Martin started. He had quite forgotten DeeDee.

"You don't know, do you, DeeDee?" he prompted quickly.

"Shut up," St. Cyr snapped. "Answer me, you—" He added a brisk polysyllable in Mixo-Lydian, with the desired effect. DeeDee wrinkled her flawless brow.

"Tolliver went away, I think. I've got it mixed up with the picture. He went home to meet Nick Martin, didn't he?"

"See?" Martin interrupted, relieved. "No use expecting DeeDee to—"

"But Martin is here!" St. Cyr shouted. "Think, think!"

"Was the contract release in the rushes?" DeeDee asked vaguely.

"A contract release?" St. Cyr roared. "What is this? Never will I permit it, never, never, never! DeeDee, answer me—where has Watt gone?"

"He went somewhere with that agent," DeeDee said. "Or was that in the rushes too?"

"But where, where, where?"

"They went to Atlantis," DeeDee announced with an air of faint triumph.

"No!" shouted St. Cyr. "That was the picture! The mermaid came from Atlantis, not Watt!"

"Tolliver didn't say he was coming from Atlantis," DeeDee murmured, unruffled. "He said he was going to Atlantis. Then he was going to meet Nick Martin at his house tonight and give him his contract release."

"When?" St. Cyr demanded furiously. "Think, DeeDee? What time did—"

"DeeDee," Martin said, stepping forward with suave confidence, "you can't remember a thing, can you?" But DeeDee was too subnormal to react even to a Disraeli-matrix. She merely smiled placidly at him.

"Out of my way, you writer!" roared St. Cyr, advancing upon Martin. "You will get no contract release! You do not waste St. Cyr's time and get away with it! This I will not endure. I fix you as I fixed Ed Cassidy!"

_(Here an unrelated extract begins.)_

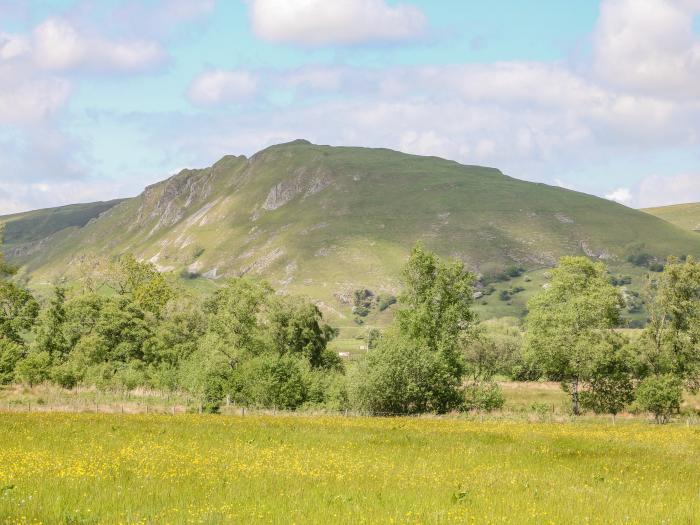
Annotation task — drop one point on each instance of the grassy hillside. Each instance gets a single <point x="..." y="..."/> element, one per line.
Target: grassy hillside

Martin drew himself up and froze St. Cyr with an insolent smile. His hand toyed with an imaginary monocle. Golden periods were hanging at the end of his tongue. There only remained to hypnotize St. Cyr as he had hypnotized Watt. He drew a deep breath to unlease the floods of his eloquence—

And St. Cyr, also too subhuman to be impressed by urbanity, hit Martin a clout on the jaw.

It could never have happened in the British Parliament.